For enhanced safety, the front seat shoulder belts of the Volkswagen Atlas Cross Sport are height-adjustable to accommodate a wide variety of driver and passenger heights. A better fit can prevent injuries and the increased comfort also encourages passengers to buckle up. The BMW X6 doesn’t offer height-adjustable seat belts.
In the past twenty years hundreds of infants and young children have died after being left in vehicles, usually by accident. When turning the vehicle off, drivers of the Atlas Cross Sport are reminded to check the back seat if they opened the rear door before starting out. The X6 doesn’t offer a back seat reminder.
Both the Atlas Cross Sport and X6 have rear cross-traffic warning, but the Atlas Cross Sport has Rear Traffic Alert (automatically applies the brakes) to better prevent a collision when backing near traffic. The X6’s Cross Traffic Warning doesn’t automatically brake.
Both the Atlas Cross Sport and the X6 have standard driver and passenger frontal airbags, front side-impact airbags, side-impact head airbags, front seatbelt pretensioners, four-wheel antilock brakes, traction control, electronic stability systems to prevent skidding, crash mitigating brakes, post-collision automatic braking systems, daytime running lights, lane departure warning systems, blind spot warning systems, rearview cameras, rear cross-path warning, available all wheel drive and around view monitors.

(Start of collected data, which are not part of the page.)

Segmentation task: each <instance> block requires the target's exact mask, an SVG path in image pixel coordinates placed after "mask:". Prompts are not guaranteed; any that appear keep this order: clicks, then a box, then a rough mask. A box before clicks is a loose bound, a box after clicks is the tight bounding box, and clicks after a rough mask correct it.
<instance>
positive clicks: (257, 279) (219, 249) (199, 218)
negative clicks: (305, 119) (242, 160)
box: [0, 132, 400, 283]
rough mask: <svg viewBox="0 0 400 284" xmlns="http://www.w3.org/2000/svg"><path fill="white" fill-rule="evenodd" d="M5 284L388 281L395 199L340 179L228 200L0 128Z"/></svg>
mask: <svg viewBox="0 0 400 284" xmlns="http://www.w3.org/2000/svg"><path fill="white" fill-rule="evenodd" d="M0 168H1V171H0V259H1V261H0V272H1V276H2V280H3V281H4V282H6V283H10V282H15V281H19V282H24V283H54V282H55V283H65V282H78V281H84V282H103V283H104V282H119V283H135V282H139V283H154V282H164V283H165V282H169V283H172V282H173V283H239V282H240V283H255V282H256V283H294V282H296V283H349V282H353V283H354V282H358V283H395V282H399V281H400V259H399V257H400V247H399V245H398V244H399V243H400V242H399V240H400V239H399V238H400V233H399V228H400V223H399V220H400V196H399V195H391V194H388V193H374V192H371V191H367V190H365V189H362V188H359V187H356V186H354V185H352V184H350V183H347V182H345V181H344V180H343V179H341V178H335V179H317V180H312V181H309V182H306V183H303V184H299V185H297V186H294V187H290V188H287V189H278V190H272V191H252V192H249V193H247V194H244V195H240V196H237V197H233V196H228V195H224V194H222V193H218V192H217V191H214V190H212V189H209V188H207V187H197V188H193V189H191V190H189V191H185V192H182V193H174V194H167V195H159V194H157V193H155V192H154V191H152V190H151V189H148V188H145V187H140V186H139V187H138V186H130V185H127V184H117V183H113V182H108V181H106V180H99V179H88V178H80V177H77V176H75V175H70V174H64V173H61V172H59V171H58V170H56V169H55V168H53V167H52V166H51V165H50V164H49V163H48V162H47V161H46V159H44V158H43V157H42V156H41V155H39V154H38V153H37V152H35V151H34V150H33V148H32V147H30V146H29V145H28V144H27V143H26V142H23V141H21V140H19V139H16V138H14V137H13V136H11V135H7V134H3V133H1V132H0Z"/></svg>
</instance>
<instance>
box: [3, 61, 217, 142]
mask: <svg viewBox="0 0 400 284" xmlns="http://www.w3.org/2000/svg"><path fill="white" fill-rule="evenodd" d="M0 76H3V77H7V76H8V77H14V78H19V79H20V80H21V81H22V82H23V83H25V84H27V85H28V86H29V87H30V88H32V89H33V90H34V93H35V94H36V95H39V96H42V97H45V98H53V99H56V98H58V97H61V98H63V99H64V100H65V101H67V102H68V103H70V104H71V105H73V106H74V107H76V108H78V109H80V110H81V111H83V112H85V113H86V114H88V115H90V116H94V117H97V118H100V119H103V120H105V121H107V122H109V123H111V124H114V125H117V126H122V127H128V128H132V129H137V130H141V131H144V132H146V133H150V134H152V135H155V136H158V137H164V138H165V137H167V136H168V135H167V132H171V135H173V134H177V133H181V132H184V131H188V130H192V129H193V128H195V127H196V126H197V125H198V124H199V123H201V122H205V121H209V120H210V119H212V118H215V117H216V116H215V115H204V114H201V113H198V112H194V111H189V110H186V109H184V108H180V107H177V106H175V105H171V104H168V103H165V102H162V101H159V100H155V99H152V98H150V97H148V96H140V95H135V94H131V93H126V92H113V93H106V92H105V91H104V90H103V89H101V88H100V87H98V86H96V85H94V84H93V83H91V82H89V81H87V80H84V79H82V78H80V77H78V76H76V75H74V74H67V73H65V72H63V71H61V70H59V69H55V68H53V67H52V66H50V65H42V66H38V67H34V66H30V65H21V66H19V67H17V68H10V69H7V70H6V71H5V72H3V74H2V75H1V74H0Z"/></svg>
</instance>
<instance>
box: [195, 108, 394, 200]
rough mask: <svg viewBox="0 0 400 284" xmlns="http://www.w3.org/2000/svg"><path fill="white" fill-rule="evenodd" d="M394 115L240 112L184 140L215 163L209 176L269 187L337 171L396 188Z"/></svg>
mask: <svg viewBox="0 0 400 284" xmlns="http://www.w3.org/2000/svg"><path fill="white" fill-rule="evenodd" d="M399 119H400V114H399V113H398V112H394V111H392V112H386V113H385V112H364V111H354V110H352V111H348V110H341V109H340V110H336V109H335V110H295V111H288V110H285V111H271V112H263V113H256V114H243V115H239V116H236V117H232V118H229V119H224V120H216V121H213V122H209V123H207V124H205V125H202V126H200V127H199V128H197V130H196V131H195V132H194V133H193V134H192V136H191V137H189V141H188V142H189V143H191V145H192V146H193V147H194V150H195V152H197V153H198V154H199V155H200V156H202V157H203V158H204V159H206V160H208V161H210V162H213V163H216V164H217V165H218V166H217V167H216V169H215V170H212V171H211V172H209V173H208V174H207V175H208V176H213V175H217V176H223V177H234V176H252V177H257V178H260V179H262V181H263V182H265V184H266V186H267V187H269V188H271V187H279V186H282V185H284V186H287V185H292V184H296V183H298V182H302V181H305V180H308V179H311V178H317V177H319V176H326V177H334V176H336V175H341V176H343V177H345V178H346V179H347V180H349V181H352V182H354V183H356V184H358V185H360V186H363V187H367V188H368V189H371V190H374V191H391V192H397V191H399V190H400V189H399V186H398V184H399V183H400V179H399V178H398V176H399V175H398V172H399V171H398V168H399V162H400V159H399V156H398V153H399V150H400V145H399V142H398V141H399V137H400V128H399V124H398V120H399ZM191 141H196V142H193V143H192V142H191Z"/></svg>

The Volkswagen Atlas Cross Sport achieved a “Top Safety Pick” rating from the Insurance Institute for Highway Safety (IIHS) for the 2024 model year. This recognition was based on its impressive performance in the small overlap frontal crash test, updated side impact crash test, headlight evaluations, and pedestrian crash prevention testing. The X6 has not yet been evaluated by the IIHS for 2024.